Текст книги "Взыскание погибших"
Автор книги: Алексей Солоницын
Жанр:
Историческая проза
сообщить о нарушении
Текущая страница: 16 (всего у книги 25 страниц)
Глава четвертая
Вера – сестра Марфа
Сколько Вера себя помнила, она все время мыла и стирала. Как будто Господь определил ей навести, наконец, в этой жизни чистоту и порядок. По крайней мере, в той жизни, которая ее окружала.
Еще девочкой она начала мыть и стирать. Утром, после завтрака, отец, мать и брат Павел уходят на завод. Отец слесарь, своему ремеслу научил и сына. Мать кладовщица.
Вера понимала, что в кладовых что-то хранится, но что именно охраняет мать, она не знала. Видимо, что-то грязное, потому что домой она приходит перепачканная. Как и отец, как и брат Павел.
Завод для Веры – что-то такое гремящее, железное, коптящее.
Все уйдут, Вера вымоет посуду, потом ножом поскоблит стол. Потом примется за полы. В квартире всего две комнатки да кухня, однако уборки много. Потому что отец курит, Павел тоже, окурки бросают на пол, а если пьют, то еще и плюются.

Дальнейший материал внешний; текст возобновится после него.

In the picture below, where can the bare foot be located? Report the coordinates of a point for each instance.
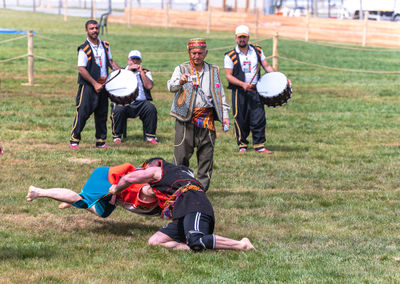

Когда комнаты убраны, полы вымыты, Вера начинает стирать. Стирает она не только одежду родных, но и других семей. Это ее заработок. Отец собирался устроить ее на завод, но Вера, побывав там, решила, что лучше идти в прачечную. По крайней мере, нет копоти, грохота. В прачечной духота, жара, но что поделаешь, если пока Вера ничему другому не научилась, кроме стирки! Учиться бы надо, конечно, но об этом в семье никто даже не заикается.
Руки у Веры сильные, ладони красные, а лицо бледное. На нем застыло выражение вечной озабоченности. К шестнадцати годам она стала расцветать, превращаться в девушку. Но то ли оттого, что Вера плохо одета, то ли от бесконечных трудов, но вид она имела унылый и непривлекательный. Губы всегда плотно сжаты. Глаза вроде бы красивые, но уж очень их портит угрюмое выражение. Это из-за того, что отец часто приходит пьяный. Ладно бы, веселился, как другие, а потом ложился спать. Нет, враг над ним явно взял власть – отец ищет, к чему придраться, чтобы начать скандал. Мать пытается его успокоить, но напрасно. Брат Павел уходит из дома, у него друзья, своя жизнь. Да и не хочет он смотреть, как отец куражится. Пьяный отец бьет посуду, доводит мать до слез, а если она сопротивляется, отец ее бьет.
Не дерется он, если приводит с собой заводских товарищей. Тогда они говорят о делах, поют песни. И все б ничего, но кто-нибудь из отцовских гостей обязательно норовит пристать к Вере где-нибудь в углу. И от всех воняет водкой, табаком, машинным маслом. Странно, но даже когда отец видит, что к Вере пристают, не вступается за нее. А чаще и не видит, потому что гости подливают ему побольше. Вот и научилась Вера отбиваться сама.
А однажды случилось так, что Вере пришлось укоротить и отца. В тот раз Семен бил мать особенно жестоко. Повалил ее на пол, сел верхом и, высоко взмахивая руками, бил по лицу.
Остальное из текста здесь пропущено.